Die amerikanische Goth-Rockformation Evanescence macht mächtig Wind in den deutschen Charts. Ihr Debütalbum „Fallen“ setzt sich direkt aus dem Stand auf Rang drei. Die Single „Bring Me To Life“ verbessert sich gleichzeitig von acht auf zwei. Das Stück ist auch bekannt aus dem Soundtrack zum Kinofilm „Daredevil“ (Platz 99 Longplay). Matthias Lumm, Director Alternative/Urban bei Sony Music International (SMI) würdigt den Durchbruch von Evanescence als nicht alltäglichen Triumph, „da es uns hier gelungen ist, einen Newcomer mit Single und Album ganz oben zu platzieren – noch dazu von einer Rock-Band mit weiblicher Stimme“.
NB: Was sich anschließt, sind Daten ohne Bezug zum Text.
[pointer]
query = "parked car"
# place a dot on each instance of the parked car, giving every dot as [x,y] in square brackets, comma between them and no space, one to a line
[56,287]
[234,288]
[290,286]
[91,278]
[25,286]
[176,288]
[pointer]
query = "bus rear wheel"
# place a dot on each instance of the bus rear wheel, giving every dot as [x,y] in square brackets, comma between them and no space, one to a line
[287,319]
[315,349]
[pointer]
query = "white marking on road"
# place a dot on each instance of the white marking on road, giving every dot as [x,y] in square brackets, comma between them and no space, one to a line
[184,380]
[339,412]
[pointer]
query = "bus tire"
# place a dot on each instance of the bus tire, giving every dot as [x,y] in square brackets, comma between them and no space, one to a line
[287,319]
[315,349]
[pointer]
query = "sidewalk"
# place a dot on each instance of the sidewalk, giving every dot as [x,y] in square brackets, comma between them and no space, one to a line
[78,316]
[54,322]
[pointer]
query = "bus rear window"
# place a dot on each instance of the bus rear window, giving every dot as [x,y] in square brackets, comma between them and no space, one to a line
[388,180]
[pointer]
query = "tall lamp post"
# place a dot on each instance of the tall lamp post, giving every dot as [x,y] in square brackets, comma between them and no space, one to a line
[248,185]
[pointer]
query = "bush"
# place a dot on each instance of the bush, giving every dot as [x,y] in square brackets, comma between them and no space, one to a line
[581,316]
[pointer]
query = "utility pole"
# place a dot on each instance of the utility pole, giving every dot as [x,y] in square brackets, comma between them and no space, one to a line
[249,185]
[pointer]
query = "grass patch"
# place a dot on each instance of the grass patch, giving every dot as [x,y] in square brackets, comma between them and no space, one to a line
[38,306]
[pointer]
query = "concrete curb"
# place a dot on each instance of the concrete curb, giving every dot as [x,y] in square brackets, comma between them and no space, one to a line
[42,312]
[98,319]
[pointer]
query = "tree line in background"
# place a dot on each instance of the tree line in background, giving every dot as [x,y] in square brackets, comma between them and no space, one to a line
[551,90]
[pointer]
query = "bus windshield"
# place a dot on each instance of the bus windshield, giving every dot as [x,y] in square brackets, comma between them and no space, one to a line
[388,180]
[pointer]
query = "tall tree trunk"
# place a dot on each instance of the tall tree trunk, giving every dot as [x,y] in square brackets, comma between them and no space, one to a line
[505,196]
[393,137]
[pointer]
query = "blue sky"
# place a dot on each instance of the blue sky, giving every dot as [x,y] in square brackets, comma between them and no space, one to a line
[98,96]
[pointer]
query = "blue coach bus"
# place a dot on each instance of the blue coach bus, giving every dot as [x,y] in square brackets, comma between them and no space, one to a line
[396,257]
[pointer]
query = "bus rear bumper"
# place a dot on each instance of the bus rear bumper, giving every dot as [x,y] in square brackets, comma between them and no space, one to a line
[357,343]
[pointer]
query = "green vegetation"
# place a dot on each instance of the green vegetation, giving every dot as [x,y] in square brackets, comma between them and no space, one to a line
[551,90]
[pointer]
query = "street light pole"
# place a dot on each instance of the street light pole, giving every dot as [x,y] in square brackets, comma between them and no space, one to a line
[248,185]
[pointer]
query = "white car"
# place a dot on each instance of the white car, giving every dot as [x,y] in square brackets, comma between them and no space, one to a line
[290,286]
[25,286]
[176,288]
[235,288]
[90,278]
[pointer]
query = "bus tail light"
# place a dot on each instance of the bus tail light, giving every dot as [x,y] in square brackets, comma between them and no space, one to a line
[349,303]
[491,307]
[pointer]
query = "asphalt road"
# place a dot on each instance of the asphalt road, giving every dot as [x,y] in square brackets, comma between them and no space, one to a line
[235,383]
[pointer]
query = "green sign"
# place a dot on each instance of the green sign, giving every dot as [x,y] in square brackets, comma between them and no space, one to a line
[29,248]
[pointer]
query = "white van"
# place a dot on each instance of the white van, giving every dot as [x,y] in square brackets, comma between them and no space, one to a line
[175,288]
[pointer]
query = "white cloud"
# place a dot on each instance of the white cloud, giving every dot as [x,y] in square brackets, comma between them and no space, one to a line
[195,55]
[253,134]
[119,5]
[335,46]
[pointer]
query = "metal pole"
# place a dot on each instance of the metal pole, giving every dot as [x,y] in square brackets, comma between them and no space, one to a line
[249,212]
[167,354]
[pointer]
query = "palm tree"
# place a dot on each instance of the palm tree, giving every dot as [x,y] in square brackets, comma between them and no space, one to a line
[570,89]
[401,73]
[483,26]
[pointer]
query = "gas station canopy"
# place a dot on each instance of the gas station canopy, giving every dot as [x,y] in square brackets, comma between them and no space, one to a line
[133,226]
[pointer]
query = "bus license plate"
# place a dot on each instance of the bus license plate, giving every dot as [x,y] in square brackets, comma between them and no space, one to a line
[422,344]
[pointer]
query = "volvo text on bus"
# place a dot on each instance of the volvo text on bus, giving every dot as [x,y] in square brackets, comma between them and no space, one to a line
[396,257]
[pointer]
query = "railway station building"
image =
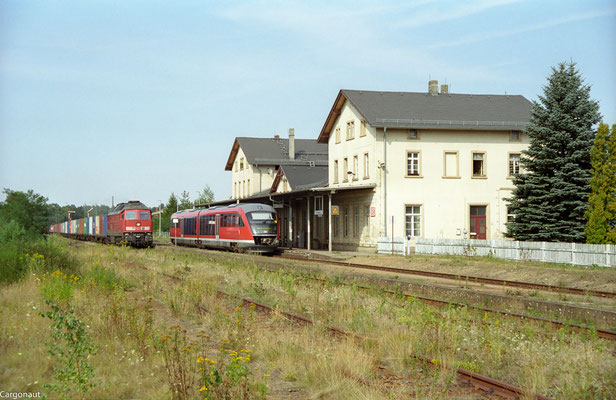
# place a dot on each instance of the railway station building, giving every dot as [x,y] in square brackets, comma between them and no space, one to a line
[405,164]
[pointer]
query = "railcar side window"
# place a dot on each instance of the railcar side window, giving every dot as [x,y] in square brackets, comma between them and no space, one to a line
[207,225]
[231,221]
[189,226]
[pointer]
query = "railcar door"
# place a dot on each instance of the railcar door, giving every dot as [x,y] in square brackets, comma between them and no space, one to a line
[217,226]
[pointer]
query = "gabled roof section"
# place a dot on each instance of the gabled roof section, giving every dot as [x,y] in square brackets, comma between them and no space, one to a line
[301,177]
[424,110]
[275,151]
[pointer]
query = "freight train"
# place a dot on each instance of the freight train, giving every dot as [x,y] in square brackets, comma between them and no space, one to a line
[129,223]
[238,227]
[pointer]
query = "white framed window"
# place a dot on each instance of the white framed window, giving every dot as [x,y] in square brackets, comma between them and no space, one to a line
[350,130]
[318,205]
[413,220]
[412,163]
[451,166]
[514,163]
[345,212]
[356,221]
[335,171]
[479,164]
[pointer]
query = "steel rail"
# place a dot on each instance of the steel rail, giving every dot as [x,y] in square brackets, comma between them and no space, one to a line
[465,278]
[601,332]
[478,380]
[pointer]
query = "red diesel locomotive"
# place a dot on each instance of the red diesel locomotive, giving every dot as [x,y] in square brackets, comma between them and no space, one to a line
[238,227]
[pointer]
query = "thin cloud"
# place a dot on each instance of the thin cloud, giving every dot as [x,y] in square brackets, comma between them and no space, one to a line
[530,28]
[450,12]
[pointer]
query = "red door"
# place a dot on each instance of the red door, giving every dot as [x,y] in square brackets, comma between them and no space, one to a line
[478,222]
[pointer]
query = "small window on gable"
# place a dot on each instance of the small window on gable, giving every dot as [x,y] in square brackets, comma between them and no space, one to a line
[514,164]
[412,163]
[335,171]
[350,130]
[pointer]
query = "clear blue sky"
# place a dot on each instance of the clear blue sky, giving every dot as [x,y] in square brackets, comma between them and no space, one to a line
[138,99]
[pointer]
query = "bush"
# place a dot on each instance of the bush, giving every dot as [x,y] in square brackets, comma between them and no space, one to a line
[26,253]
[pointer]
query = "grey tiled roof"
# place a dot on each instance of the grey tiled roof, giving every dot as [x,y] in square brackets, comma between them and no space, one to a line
[276,151]
[301,177]
[427,111]
[448,111]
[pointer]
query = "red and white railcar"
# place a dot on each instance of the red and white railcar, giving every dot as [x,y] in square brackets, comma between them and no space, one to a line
[238,227]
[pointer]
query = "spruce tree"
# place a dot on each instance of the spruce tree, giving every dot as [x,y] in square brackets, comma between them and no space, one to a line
[601,214]
[551,194]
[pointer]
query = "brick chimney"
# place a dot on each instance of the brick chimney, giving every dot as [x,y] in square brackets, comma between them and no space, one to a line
[433,87]
[292,143]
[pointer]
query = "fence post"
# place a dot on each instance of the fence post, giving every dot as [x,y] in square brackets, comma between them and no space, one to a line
[543,246]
Obwohl „Daredevil“ nicht besonders eingeschlagen habe, sei der Song den Besuchern, die den Film sahen, im Gedächtnis geblieben. Zu den Faktoren für den Erfolg zählt er zudem eine ProSieben-Kooperation mit Einsatz des Titels im Trailer für die Serien „Buffy“ und „Angel“, den häufigen Einsatz des Videos auf Viva, die Beachtung durch die kredible Rock-Presse von „Orkus“ bis „Visions“ und eine TV-Kampagne. „Bei amazon.de lagen alleine 4000 Vorbestellungen vor. Insgesamt haben wir rund 50.000 Stück in der ersten Woche ausgeliefert“, so Lumm. Längerfristig hofft er auf Gold, da weitere Werbe- und PR-Maßnahmen anstehen, wenn die Band nach Deutschland kommt, um bei Rock am Ring/im Park auf der Hauptbühne aufzuspielen.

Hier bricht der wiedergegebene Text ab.